A popular pastor known for his outspoken advocacy for mental health issues has died by suicide.
Jarrid Wilson, an associate pastor at megachurch Harvest Christian Fellowship in Riverside, California, died late Monday, his family and colleagues confirmed. He was 30.
Wilson, a married father of two, had officiated at the funeral of a woman who took her own life just hours before his death.
He and his wife Julianne were the founders of an outreach called Anthem of Hope, intended to help people dealing with depression and suicidal thoughts.
‘At a time like this, there are just no words,’ said Harvest Senior Pastor Greg Laurie in a statement.
Laurie said that Wilson ‘repeatedly dealt with depression and was very open about his ongoing struggles.’
‘Sometimes people may think that as pastors or spiritual leaders we are somehow above the pain and struggles of everyday people. We are the ones who are supposed to have all the answers. But we do not,’ he continued.
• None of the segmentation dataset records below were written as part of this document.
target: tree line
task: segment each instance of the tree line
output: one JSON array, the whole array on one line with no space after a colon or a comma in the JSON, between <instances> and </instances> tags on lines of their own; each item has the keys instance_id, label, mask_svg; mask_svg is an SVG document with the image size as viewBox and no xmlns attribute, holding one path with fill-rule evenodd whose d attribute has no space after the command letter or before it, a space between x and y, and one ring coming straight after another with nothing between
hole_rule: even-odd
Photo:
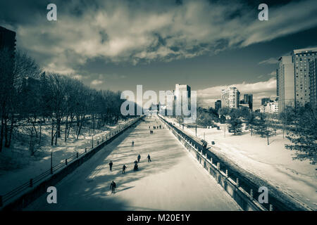
<instances>
[{"instance_id":1,"label":"tree line","mask_svg":"<svg viewBox=\"0 0 317 225\"><path fill-rule=\"evenodd\" d=\"M21 129L27 131L34 154L43 126L49 126L53 146L60 138L66 141L71 130L78 139L85 126L99 129L123 117L120 92L97 91L69 76L46 72L18 51L13 56L9 50L0 50L0 152L10 148L13 133Z\"/></svg>"},{"instance_id":2,"label":"tree line","mask_svg":"<svg viewBox=\"0 0 317 225\"><path fill-rule=\"evenodd\" d=\"M228 123L228 131L234 135L242 132L244 123L251 136L256 134L266 138L268 145L269 138L280 129L283 138L290 141L285 148L295 150L295 159L309 160L313 164L317 162L316 109L309 103L286 107L278 114L255 112L244 108L221 108L218 112L212 108L197 108L197 124L214 126L215 122Z\"/></svg>"}]
</instances>

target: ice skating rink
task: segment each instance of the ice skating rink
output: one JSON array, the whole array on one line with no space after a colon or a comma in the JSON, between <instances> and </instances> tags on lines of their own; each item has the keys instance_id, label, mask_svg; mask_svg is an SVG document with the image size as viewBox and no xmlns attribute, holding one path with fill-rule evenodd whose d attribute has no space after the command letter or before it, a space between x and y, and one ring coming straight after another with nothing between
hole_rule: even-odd
<instances>
[{"instance_id":1,"label":"ice skating rink","mask_svg":"<svg viewBox=\"0 0 317 225\"><path fill-rule=\"evenodd\" d=\"M241 210L158 118L146 120L149 123L130 129L59 182L56 204L47 203L45 193L25 210ZM153 129L160 124L161 129ZM139 171L134 172L139 154ZM125 174L123 164L128 167Z\"/></svg>"}]
</instances>

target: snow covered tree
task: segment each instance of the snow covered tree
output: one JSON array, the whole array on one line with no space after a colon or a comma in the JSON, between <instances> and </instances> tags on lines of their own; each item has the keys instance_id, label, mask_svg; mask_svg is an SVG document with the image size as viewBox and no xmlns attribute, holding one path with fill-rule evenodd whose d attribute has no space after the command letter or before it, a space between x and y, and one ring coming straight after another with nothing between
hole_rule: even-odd
<instances>
[{"instance_id":1,"label":"snow covered tree","mask_svg":"<svg viewBox=\"0 0 317 225\"><path fill-rule=\"evenodd\" d=\"M293 122L294 116L294 109L292 107L286 107L284 111L280 113L279 117L283 127L283 139L286 127Z\"/></svg>"},{"instance_id":2,"label":"snow covered tree","mask_svg":"<svg viewBox=\"0 0 317 225\"><path fill-rule=\"evenodd\" d=\"M285 144L290 150L297 150L294 158L317 161L317 117L316 109L306 105L298 109L295 127L287 136L292 144Z\"/></svg>"},{"instance_id":3,"label":"snow covered tree","mask_svg":"<svg viewBox=\"0 0 317 225\"><path fill-rule=\"evenodd\" d=\"M242 129L242 121L240 119L240 113L237 111L230 112L230 119L228 121L229 133L241 133Z\"/></svg>"}]
</instances>

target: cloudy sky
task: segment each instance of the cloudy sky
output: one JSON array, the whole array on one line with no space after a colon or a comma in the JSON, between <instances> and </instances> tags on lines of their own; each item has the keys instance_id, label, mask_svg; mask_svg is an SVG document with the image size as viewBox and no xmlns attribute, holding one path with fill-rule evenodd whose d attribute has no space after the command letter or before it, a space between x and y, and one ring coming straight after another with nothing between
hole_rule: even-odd
<instances>
[{"instance_id":1,"label":"cloudy sky","mask_svg":"<svg viewBox=\"0 0 317 225\"><path fill-rule=\"evenodd\" d=\"M46 20L49 3L57 21ZM258 20L261 3L268 21ZM256 108L275 96L278 58L317 45L317 1L1 1L0 25L46 71L97 89L187 84L213 106L234 85Z\"/></svg>"}]
</instances>

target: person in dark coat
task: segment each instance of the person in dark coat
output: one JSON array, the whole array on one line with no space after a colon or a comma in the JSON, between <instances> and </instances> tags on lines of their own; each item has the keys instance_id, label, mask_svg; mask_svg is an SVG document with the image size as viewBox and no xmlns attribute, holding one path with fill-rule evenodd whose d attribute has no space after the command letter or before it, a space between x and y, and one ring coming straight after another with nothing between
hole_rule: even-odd
<instances>
[{"instance_id":1,"label":"person in dark coat","mask_svg":"<svg viewBox=\"0 0 317 225\"><path fill-rule=\"evenodd\" d=\"M147 162L150 162L151 161L151 156L149 155L147 155Z\"/></svg>"},{"instance_id":2,"label":"person in dark coat","mask_svg":"<svg viewBox=\"0 0 317 225\"><path fill-rule=\"evenodd\" d=\"M127 169L127 167L125 165L123 165L123 167L122 167L122 173L125 174L125 169Z\"/></svg>"},{"instance_id":3,"label":"person in dark coat","mask_svg":"<svg viewBox=\"0 0 317 225\"><path fill-rule=\"evenodd\" d=\"M116 184L112 181L111 184L110 185L110 188L111 188L111 193L114 193L116 191Z\"/></svg>"}]
</instances>

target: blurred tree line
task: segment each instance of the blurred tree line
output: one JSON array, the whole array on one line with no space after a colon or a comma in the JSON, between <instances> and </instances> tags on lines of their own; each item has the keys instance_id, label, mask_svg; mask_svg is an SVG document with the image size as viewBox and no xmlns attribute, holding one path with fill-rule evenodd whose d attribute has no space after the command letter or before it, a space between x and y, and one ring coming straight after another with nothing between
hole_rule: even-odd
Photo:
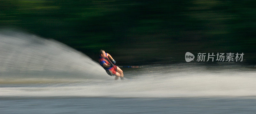
<instances>
[{"instance_id":1,"label":"blurred tree line","mask_svg":"<svg viewBox=\"0 0 256 114\"><path fill-rule=\"evenodd\" d=\"M254 0L0 0L0 26L53 39L96 61L101 49L120 64L185 62L187 52L243 52L245 61L255 64L255 4Z\"/></svg>"}]
</instances>

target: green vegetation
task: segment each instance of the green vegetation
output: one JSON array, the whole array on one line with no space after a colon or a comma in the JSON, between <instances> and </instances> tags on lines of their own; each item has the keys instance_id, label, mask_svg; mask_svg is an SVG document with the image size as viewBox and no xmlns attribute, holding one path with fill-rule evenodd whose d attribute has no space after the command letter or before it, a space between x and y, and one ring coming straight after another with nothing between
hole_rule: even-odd
<instances>
[{"instance_id":1,"label":"green vegetation","mask_svg":"<svg viewBox=\"0 0 256 114\"><path fill-rule=\"evenodd\" d=\"M1 0L0 27L54 39L97 61L184 62L188 51L256 61L253 0Z\"/></svg>"}]
</instances>

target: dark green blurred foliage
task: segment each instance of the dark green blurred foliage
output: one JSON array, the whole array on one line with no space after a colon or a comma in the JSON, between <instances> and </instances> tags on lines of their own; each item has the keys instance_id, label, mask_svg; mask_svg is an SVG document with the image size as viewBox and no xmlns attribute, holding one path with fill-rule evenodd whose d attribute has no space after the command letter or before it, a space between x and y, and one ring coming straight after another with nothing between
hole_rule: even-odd
<instances>
[{"instance_id":1,"label":"dark green blurred foliage","mask_svg":"<svg viewBox=\"0 0 256 114\"><path fill-rule=\"evenodd\" d=\"M255 4L254 0L0 0L0 26L54 39L96 61L102 49L120 64L184 62L186 52L244 52L246 61L255 63Z\"/></svg>"}]
</instances>

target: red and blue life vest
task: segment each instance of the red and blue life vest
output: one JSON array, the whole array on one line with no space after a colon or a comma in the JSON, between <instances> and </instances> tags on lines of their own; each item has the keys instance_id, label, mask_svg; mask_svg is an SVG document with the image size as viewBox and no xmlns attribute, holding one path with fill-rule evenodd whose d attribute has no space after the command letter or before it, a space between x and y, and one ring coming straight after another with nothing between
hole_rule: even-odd
<instances>
[{"instance_id":1,"label":"red and blue life vest","mask_svg":"<svg viewBox=\"0 0 256 114\"><path fill-rule=\"evenodd\" d=\"M107 56L107 53L106 53L106 56ZM107 60L106 59L108 59L108 60ZM109 61L109 59L108 59L108 58L107 57L106 58L103 58L101 57L100 56L100 58L99 59L99 63L100 63L100 65L101 66L102 66L102 67L103 67L103 68L104 68L104 69L108 70L112 68L112 67L110 67L109 68L106 68L104 67L103 66L103 64L104 64L104 63L106 63L108 65L110 65L110 63L109 63L109 62L108 62L108 61Z\"/></svg>"}]
</instances>

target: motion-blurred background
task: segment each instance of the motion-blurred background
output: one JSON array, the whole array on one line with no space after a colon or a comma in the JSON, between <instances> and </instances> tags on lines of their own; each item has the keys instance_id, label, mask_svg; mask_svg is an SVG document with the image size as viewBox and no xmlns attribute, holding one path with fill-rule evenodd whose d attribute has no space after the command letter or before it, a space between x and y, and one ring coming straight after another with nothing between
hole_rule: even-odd
<instances>
[{"instance_id":1,"label":"motion-blurred background","mask_svg":"<svg viewBox=\"0 0 256 114\"><path fill-rule=\"evenodd\" d=\"M53 39L96 61L102 49L119 65L185 62L187 52L243 52L244 61L255 64L255 4L254 0L0 0L0 27Z\"/></svg>"}]
</instances>

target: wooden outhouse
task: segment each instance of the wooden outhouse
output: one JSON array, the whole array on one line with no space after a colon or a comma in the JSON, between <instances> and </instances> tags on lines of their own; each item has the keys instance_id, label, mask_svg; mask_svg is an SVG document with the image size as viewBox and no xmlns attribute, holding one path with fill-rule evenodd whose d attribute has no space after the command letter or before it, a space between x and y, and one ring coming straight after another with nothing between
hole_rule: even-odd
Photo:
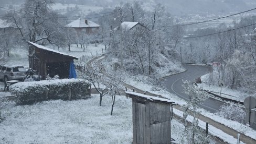
<instances>
[{"instance_id":1,"label":"wooden outhouse","mask_svg":"<svg viewBox=\"0 0 256 144\"><path fill-rule=\"evenodd\" d=\"M170 143L169 100L126 91L132 98L133 143Z\"/></svg>"},{"instance_id":2,"label":"wooden outhouse","mask_svg":"<svg viewBox=\"0 0 256 144\"><path fill-rule=\"evenodd\" d=\"M29 42L33 46L33 54L29 55L29 67L38 71L42 79L47 75L53 77L58 75L60 79L68 78L71 63L78 58L42 45Z\"/></svg>"}]
</instances>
Wilson’s death came during National Suicide Prevention Week, and many of his final tweets were on the subject of mental health treatment, urging his followers to seek help if needed.
In a post on Monday, he wrote, ‘Loving Jesus doesn’t always cure suicidal thoughts. Loving Jesus doesn’t always cure depression. Loving Jesus doesn’t always cure PTSD. Loving Jesus doesn’t always cure anxiety. But that doesn’t mean Jesus doesn’t offer us companionship and comfort. He ALWAYS does that.’
Wilson’s final post on Twitter was a retweet of an Anthem of Hope online chat hotline for those struggling with depression, posted at 8.34pm PT on Monday.
His wife has said that by 11.45pm that night, he was dead.
Wilson openly his own mental health challenges in his most recent book, Love Is Oxygen: How God Can Give You Life And Change Your World.
He blogged earlier this summer that he had dealt with “severe depression throughout most of my life and contemplated suicide on multiple occasions.”
His blog post addressed the high-profile suicides of Anthony Bourdain and Kate Spade, urging Christians to pause before proclaiming that those who kill themselves are condemned by God.
‘Those who say suicide automatically leads to hell obviously don’t understand the totality of mental health issues in today’s world, let alone understand the basic theology behind compassion and God’s all-consuming grace,’ he wrote.
‘Stop telling people that suicide leads to hell. It’s bad theology and proof one doesn’t understand the basic psychology surrounding mental health issues,’ He continued.